Bexley resident Jen O'Malley says Tuesday's devastating earthquake was the last straw and she can not imagine living in the area again.
Mrs O'Malley has lived in the Christchurch suburb with her two sons for 14 years. Their three-bedroom compact house was hit badly in the September quake but that was nothing compared to the soggy mess that greets them now as they venture home to gather essential belongings.
The Arncliff Street house has sunk over a metre into swampy ground and a dank smell of rotting carpet permeates.

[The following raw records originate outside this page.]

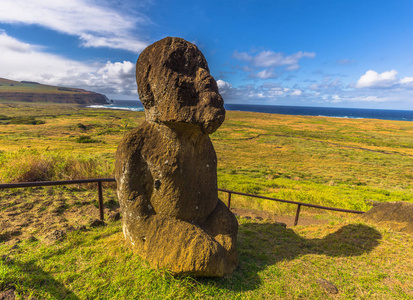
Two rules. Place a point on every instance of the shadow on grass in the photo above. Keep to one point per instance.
(36, 279)
(261, 245)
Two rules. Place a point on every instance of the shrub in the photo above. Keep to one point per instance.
(26, 121)
(86, 139)
(33, 165)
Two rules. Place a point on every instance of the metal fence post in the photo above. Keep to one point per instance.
(297, 214)
(100, 192)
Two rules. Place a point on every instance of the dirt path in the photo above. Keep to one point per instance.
(264, 215)
(42, 212)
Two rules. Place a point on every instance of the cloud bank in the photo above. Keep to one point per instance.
(263, 65)
(96, 25)
(22, 61)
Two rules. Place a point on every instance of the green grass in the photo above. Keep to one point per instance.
(7, 86)
(275, 263)
(335, 162)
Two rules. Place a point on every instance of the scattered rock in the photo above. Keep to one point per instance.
(32, 239)
(82, 228)
(166, 169)
(97, 223)
(114, 217)
(15, 244)
(327, 285)
(56, 235)
(281, 224)
(6, 258)
(7, 295)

Everything has been knocked over and broken and anything near the floor; curtains, bedding, furniture, has soaked up the ankle deep dirty ground water pushed up by liquefaction.
Mrs O'Malley's teenage sons, the oldest of whom is autistic, were in the house alone when the quake hit and she could not contact them for two hours.

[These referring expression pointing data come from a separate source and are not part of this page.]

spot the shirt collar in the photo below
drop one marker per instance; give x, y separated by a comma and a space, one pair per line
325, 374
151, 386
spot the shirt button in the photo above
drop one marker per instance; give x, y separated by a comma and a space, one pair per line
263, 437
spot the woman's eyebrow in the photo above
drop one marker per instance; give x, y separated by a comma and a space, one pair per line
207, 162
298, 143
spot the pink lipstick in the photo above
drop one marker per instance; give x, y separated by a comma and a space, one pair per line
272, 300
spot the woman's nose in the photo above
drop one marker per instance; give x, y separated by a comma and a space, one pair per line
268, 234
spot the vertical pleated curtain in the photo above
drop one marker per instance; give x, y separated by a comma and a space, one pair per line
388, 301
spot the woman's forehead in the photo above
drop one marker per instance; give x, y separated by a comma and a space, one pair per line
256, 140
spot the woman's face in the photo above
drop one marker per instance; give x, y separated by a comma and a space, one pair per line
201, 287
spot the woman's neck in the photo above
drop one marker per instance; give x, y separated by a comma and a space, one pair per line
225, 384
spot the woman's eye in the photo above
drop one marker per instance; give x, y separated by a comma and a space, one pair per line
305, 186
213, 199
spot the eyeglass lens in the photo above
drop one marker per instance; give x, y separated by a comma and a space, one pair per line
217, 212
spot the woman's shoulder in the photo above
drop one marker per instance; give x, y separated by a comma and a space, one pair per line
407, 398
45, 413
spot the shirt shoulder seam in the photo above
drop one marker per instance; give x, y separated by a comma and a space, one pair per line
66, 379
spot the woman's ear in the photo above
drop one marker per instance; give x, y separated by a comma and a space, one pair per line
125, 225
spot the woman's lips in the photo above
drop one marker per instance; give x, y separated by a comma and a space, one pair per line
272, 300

"I've had a lot of tragedy in my life with my husband dying and my son being very sick. It's a horrendous thing when everything you have is gone," she says.
Mrs O'Malley has been staying with a close friend in Rangiora, north of Christchurch, and had not been to the house since she rushed home on Tuesday to check on her sons.

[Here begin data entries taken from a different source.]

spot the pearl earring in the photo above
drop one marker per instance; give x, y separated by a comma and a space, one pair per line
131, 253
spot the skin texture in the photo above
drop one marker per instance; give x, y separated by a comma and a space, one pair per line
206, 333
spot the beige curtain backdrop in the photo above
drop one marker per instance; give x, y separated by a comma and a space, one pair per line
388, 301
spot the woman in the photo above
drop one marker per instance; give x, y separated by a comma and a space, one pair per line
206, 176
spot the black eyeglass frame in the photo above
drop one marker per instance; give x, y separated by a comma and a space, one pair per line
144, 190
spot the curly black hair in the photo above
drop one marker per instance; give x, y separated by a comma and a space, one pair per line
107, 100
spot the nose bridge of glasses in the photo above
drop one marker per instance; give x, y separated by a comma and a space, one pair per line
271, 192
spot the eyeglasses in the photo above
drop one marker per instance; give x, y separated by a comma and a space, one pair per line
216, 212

She breaks down in tears as she enters the house and sees the mess again, saying the shock of it all still floors her.
She had painstakingly planted everything in the garden herself and had just finished repainting the interior of the house.
"I never thought it could be this bad. After September, every time we had a big jolt I had to fix up my drains again but Tuesday has made it all irreparable. I have no idea what we are going to do," she says.
"This whole area should be emptied out and made back into wetlands. Nobody will want to live here now. We just want to get out."
Liquefaction has smashed underground services such as power and sewerage. The suburb is almost impossible to access as many roads are closed, and those that are open badly damaged.
Mounds of wet black sand cover the neighbourhood, piled as high as the diggers that are working to clear the streets. Mrs O'Malley tells NZPA a neighbours' daughter had been working in central Christchurch when the quake hit and had had to have both legs amputated when caught in the quake, just weeks before her wedding.
She has contacted most of her neighbours and no one was talking about staying in that area. She was planning to move to the outskirts of Christchurch.
"They need to just pay us out so we can move, there is no point trying to stay here. What's the point of rebuilding here when it could happen again?"